More recently, in 2012, the NSW Government agreed to provide conditional deferred equity of $175 million to the Waratah train PPP project, to overcome concerns regarding the SPV's ability to refinance its debt in 2018.

So, there have been occasions where government has ended up sharing some of the risk that it thought it had transferred to the private sector under a PPP contract.

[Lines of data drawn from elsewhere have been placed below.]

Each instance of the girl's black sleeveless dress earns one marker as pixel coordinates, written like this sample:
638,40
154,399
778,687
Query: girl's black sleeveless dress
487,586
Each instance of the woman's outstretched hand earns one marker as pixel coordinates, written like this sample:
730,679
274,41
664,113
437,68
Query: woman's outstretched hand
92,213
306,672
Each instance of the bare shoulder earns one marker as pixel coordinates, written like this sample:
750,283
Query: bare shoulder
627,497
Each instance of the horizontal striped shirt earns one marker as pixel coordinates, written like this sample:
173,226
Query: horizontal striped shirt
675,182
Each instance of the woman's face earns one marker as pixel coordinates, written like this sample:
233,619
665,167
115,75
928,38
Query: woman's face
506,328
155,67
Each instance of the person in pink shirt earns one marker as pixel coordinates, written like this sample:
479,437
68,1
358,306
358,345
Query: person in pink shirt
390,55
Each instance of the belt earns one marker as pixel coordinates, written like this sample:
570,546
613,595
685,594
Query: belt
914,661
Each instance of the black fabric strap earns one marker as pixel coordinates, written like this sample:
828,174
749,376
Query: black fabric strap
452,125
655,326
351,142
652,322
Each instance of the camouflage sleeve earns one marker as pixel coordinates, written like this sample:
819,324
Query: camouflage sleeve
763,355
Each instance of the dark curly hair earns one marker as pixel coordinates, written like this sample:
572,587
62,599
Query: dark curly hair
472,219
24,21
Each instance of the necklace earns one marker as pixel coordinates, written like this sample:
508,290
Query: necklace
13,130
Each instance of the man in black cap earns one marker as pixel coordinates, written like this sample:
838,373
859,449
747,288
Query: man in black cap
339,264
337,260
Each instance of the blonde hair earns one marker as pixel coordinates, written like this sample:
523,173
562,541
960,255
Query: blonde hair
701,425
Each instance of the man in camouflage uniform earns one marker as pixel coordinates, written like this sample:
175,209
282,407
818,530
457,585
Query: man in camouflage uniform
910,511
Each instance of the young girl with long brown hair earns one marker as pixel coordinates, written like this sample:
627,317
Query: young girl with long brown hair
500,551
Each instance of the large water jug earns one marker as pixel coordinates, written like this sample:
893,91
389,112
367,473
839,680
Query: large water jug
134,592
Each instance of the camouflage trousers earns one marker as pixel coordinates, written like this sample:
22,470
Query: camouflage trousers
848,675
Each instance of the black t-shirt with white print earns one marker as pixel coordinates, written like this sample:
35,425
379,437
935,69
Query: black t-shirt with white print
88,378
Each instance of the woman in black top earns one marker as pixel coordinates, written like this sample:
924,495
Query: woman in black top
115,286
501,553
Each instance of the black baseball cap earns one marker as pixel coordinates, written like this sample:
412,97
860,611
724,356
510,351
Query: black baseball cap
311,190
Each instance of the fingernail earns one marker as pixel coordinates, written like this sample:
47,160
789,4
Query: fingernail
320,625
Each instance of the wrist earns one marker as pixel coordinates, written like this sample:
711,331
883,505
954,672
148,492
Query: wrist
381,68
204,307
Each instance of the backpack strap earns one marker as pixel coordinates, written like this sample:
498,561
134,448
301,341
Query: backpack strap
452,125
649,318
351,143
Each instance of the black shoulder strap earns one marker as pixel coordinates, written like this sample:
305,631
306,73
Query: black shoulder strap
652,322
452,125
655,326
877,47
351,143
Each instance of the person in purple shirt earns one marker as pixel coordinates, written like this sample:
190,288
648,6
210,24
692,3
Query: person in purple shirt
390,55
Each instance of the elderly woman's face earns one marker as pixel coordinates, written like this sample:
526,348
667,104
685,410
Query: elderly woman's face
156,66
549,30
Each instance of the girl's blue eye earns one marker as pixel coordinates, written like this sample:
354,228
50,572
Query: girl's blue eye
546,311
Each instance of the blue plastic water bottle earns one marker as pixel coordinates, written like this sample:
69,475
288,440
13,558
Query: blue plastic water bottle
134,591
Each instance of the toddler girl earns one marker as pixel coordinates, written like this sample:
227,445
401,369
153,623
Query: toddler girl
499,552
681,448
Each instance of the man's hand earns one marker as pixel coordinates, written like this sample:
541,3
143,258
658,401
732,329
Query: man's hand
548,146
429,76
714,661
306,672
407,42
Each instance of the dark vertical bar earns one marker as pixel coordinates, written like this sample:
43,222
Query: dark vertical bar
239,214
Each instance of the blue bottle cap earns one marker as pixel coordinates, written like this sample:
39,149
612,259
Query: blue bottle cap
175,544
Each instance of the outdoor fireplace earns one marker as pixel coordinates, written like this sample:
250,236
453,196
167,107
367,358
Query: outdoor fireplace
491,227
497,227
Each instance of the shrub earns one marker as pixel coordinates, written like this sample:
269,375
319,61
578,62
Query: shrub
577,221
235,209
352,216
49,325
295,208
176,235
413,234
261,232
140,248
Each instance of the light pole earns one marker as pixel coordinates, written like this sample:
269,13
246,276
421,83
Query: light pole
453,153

That said, there are many more PPPs where the private sector has paid dearly for miscalculating or mispricing the risks involved. In recent times, it has either been the design and construction costs, or the operating revenues that have been miscalculated. Examples include:

D&C costs

•  Southern Cross Railway Station: Leighton Holdings announced forecast losses of $122.6 million as a result of cost overruns under the D&C contract;

•  Waratah Train: Downer EDI announced losses totalling $440 million on the D&C contract;

•  the Victorian Desalination Plant: in March 2012, Leighton Holdings announced that it expected to make a loss of $602 million on the D&C contract, after originally forecasting a profit of almost $300 million;

•  Brisbane Airport Link: at the same time, Leighton Holdings announced that it expected to make a loss of $668 million on the D&C contract, after originally expecting to make a profit of $407 million;

Operating revenues 

•  Toll road projects where traffic has been overestimated: those holding equity in the Cross City Tunnel project were expected to lose between 80 and 90 cents for every dollar they invested, when the project was sold by the receiver in June 2007. But they fared better than those who held equity in the Lane Cove Tunnel, who lost all of their equity when that project was sold by the receiver. Indeed, the lenders also took a haircut on that project, as the sale proceeds were insufficient to fully repay the debt. Those who bought ConnectEast shares for $1 in 2004 received just 55 cents for their securities when the road was sold in September 2011. On CLEM7, RiverCity Motorway did not collect enough tolls to pay the interest on its debt and went into receivership rendering the shares worthless. Similarly, investors in BrisConnections which undertook the Brisbane Airport Link project lost their equity;

•  Brisbane Airtrain: initial predictions of passenger numbers went unrealised, resulting in a financial restructure which saw debt swapped into equity, and the interests of existing equity investors reduced by about half;

•  AustralAsia (Adelaide-Darwin) Railway: demand for rail freight services was over-estimated resulting in the SPV becoming insolvent, and the project being sold by the receivers for an amount less than the senior debt.

Clearly, risk transfer was not illusory on these PPPs.

Perhaps, with the recent shift to more 'full service' hospital and prison PPPs with significant operating and maintenance costs, we may see more instances of the O&M contractor seeking to cut corners on service levels as a result of seriously underestimating the these costs? This could lead to more instances where government determines that the only way it can deliver the services levels the community expects is by taking control of the project or providing additional money to the O&M contractor.